4. Complex Concepts Simplified
- Parens patriae: The court’s protective jurisdiction to make decisions for a child’s welfare where necessary, even overriding others’ wishes, based on best interests.
- Best interests (objective): Not simply what the child, parents, or clinicians prefer; it is what the court decides is best for the child overall, considering medical benefits/burdens and the child’s values and views.
- Capacity under section 2(4) (1991 Act): A child under 16 can have legal capacity to decide about treatment if the child understands the nature and possible consequences. In this judgment, that includes understanding the consequences of refusing treatment.

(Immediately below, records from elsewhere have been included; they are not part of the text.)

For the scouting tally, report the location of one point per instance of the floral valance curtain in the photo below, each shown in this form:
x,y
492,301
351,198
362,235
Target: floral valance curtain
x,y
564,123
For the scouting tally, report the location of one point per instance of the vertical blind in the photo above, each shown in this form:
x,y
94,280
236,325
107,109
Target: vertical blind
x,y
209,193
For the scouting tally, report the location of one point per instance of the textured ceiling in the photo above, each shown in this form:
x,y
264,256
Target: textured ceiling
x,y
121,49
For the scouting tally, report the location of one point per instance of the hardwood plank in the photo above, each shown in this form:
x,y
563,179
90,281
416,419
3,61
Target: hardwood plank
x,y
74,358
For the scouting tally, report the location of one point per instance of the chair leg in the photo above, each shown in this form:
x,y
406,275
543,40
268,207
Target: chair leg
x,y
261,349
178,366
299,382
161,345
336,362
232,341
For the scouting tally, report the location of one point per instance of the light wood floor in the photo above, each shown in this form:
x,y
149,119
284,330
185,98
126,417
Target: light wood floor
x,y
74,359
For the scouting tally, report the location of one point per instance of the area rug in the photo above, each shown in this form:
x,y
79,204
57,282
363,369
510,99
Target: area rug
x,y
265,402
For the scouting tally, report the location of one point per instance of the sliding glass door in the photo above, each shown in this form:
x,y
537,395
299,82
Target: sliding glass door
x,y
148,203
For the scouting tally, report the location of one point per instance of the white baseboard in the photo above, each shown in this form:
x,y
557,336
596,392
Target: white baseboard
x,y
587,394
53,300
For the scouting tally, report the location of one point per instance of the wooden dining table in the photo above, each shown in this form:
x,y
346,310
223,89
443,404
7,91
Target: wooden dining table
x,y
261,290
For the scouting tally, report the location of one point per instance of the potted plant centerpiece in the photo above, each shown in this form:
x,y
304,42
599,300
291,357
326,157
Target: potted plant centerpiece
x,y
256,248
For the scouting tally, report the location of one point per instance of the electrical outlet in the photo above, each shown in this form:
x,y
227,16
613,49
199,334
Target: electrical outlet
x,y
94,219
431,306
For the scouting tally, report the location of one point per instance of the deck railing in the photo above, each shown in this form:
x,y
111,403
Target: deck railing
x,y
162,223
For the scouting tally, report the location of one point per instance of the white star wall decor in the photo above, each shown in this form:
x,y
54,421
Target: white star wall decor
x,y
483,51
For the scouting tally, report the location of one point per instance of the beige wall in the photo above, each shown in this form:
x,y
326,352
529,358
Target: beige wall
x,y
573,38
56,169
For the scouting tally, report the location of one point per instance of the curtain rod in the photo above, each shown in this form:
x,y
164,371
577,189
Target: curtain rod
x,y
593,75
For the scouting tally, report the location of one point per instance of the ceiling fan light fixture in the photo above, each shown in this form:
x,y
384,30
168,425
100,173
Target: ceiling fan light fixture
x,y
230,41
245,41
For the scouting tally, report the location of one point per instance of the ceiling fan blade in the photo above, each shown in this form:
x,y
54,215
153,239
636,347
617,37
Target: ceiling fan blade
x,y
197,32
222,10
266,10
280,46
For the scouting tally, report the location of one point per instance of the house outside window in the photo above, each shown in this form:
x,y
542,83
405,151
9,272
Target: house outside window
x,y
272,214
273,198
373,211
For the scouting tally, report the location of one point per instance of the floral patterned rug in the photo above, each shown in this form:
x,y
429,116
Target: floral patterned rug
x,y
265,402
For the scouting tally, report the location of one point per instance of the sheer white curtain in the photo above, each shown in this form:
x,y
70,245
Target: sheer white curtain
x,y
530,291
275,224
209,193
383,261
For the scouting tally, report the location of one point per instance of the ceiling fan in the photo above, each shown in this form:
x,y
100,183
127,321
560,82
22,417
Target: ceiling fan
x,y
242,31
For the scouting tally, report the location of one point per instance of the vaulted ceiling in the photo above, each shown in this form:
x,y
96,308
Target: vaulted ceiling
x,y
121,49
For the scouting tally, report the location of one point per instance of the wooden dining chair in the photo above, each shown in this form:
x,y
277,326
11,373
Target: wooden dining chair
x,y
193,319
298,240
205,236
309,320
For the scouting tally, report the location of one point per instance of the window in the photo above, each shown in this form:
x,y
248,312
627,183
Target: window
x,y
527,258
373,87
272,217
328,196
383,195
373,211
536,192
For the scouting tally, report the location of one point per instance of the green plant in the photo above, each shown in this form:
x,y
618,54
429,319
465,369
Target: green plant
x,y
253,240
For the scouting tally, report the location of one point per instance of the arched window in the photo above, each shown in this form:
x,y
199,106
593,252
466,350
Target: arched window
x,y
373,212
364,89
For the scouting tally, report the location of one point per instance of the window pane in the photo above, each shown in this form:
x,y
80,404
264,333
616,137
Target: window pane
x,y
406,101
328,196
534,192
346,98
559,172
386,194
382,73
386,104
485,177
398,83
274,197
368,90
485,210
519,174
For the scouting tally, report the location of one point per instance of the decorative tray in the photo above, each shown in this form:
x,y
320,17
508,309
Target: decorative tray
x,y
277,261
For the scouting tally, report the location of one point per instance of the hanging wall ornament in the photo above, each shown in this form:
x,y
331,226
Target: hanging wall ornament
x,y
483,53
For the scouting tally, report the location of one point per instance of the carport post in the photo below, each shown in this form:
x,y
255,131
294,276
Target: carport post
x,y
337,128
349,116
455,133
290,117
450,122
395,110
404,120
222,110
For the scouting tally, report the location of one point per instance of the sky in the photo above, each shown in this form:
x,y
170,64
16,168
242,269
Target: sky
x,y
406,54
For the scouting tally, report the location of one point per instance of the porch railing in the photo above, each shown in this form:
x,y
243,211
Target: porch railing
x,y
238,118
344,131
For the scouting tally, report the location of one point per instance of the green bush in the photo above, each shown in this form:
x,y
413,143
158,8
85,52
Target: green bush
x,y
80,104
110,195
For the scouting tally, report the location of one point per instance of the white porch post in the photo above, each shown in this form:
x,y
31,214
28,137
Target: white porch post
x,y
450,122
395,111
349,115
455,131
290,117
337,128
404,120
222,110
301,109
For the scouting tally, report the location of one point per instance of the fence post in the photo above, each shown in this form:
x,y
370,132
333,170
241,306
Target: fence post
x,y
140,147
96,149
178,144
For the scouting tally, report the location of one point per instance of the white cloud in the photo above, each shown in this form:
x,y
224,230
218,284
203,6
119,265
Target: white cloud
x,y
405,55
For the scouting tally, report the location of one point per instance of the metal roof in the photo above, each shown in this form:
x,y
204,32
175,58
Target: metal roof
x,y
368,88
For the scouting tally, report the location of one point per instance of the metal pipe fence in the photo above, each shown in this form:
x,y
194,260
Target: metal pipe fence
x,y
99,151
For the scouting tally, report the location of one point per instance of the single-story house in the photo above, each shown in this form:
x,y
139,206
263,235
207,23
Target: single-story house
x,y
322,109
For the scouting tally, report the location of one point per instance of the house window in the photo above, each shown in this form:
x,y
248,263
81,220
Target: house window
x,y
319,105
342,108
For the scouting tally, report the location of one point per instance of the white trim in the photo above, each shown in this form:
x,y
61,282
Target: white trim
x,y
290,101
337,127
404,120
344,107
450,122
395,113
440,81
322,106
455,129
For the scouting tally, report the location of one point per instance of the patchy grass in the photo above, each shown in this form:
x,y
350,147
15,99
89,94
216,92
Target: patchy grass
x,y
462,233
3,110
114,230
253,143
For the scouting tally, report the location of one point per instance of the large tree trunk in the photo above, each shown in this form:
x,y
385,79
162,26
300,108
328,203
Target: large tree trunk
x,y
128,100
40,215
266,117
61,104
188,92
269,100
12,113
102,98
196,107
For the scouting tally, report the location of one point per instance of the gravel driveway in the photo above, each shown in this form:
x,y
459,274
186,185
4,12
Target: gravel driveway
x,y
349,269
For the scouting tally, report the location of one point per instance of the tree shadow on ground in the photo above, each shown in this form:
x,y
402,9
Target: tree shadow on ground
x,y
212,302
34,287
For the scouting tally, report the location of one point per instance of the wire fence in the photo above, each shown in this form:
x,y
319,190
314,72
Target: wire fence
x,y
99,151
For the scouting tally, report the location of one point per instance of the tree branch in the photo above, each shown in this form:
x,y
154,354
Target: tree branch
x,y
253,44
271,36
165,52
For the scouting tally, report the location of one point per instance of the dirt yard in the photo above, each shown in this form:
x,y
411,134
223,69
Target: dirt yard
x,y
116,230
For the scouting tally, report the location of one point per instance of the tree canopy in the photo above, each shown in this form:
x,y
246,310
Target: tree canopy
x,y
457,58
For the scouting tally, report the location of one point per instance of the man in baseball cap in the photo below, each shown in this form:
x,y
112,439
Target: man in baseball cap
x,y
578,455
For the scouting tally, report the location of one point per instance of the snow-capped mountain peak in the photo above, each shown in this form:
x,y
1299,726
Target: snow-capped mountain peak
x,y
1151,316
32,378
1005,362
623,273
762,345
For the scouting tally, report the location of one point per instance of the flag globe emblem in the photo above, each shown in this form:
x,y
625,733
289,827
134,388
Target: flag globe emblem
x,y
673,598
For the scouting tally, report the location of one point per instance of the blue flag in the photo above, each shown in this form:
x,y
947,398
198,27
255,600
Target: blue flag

- Curator ad litem: An independent court‑appointed lawyer who investigates and reports what appears to be in the child’s best interests (and assists the court in welfare evaluation).
- Primary blood components vs minor fractions: “Primary” components (red cells, plasma, platelets, white cells) were refused; certain “minor fractions” derived from blood (e.g., albumin, immunoglobulins) were accepted, reflecting the child’s faith‑based distinctions.
- Anticipatory order: A court order made in advance of a possible crisis, because waiting for the crisis may make a timely court decision impossible.
5. Conclusion
This decision provides Scottish guidance on a hard edge of medical law: when a mature, capacitated under‑16 refuses potentially life‑saving treatment on religious grounds. Lady Tait held that the Court of Session may still intervene under parens patriae, and she adopted the English Court of Appeal’s structured approach in E v Northern Care Alliance NHS Trust [2022] Fam 130 to decide anticipatory applications.
The key takeaway is that, in Scotland, section 2(4) capacity substantially strengthens the weight given to a child’s autonomy, but it does not make the child’s refusal determinative. Where the risk is rare but the consequences are catastrophic and immediate decision‑making in a crisis is impracticable, the court may authorise treatment as a last resort to prevent death or grave harm.